Early modern human dispersals out of Africa: a critical evaluation of the archaeological record of Northeast Africa and Southwest Asia

by Philip van Peer

This paper will examine the archaeological evidence of northeastern Africa and southwest Asia, a geographic area where the late Middle/Upper Pleistocene record can be expected to show archaeological signatures of the earliest dispersals of modern human populations from Africa. While the study of recent human evolution is a large interdisciplinary effort with important contributions of evolutionary genetics in particular, only the archaeological record can inform us on the historical fabric involved and on the specific nature of cultural evolution.

Current orthodoxy has it that there was an early ‘failed’ migration of AMHS along the ‘northern route’ somewhere in MIS 5, long before the ‘successful’ migration after ~70 ka ago. Yet, it only takes a brief inspection of the Levantine Mousterian which is associated with these early modern humans, to conclude that there is nothing similar to the African MSA. Hominin material cultures are fine-tuned adaptive systems, forged over generations of agents within the constraints of their biological and cognitive capacities. Pending profound environmental pressure or change such material cultures will tend to equilibrium, establishing their capacity as units of historical measurement.
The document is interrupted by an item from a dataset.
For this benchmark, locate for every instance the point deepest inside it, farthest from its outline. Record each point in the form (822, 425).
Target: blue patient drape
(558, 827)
From such a perspective, the apparent contradiction between the fossil record and the cultural patterning in the region of concern constitutes a serious problem.

This puzzling observation forms the starting point of a critical reconsideration of the archaeological evidence leading, possibly, to an alternative interpretation of the earliest history of modern humans. The paper draws the contours of such an alternative model that is much more consistent with the archaeological patterning in the region.